Tuesday, April 28, 2015
To me, real Cloud and real Big Data start with using scalable PaaS OS, like Azure or AWS. If you got no PaaS, don't talk cloud and big data.
My first Azure bill, despite MSDN subscription was above $150. I run a 24/7 application server on a slow VM there, where majority of the cost comes from, but small experiments, like with the VPN for example, added $25 before I noticed that it's really expensive. That was unpleasant.
Now, I want to experiment with something other than what I can run on local Azure simulator (Tables, Blobs and Queues). I would like to play with ESB, API Management, DocumentDB and just about everything else, but I am really concerned about how much cost I am going to incur by using each part of the stack, especially if I forget to power everything down on Azure for a night. The point is, my impression is that simple poking around and learning Azure stuff is rife with unpleasant and costly surprises. All these risks and impediments combine into a single big turn off for a potential Azure developer.

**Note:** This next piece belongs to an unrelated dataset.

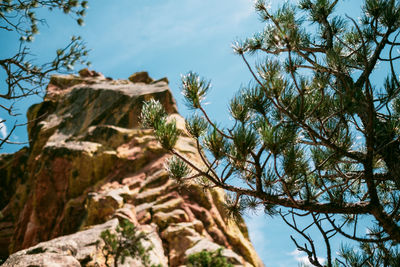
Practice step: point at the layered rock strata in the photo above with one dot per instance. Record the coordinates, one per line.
(89, 164)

With Azure lagging in adoption behind AWS, slapping down even dedicated fans like myself, means that Microsoft is very unlikely to ever catch up with AWS. "Developers! Developers! Developers!" indeed. I know it is possible to plan the cost ahead using complex Excel spreadsheet, and there is an almost-meaningless 30-day free trial (learn new enterprise OS in 30 days, really??), but all these impediments add up to one huge fogget-bout-it!
Here's what Microsoft could do to make it easy for me to learn Azure: create closed-off sand-box on Azure infrastructure, inaccessible from the outside, but make all Azure stack technologies and components available there for free to all MSDN subscribers. Let us play with and learn Azure for free, and charge us only when our wares is made available public. That would be a huge differentiator for Azure.
If you agree with the statement above, talk at Microsoft about this.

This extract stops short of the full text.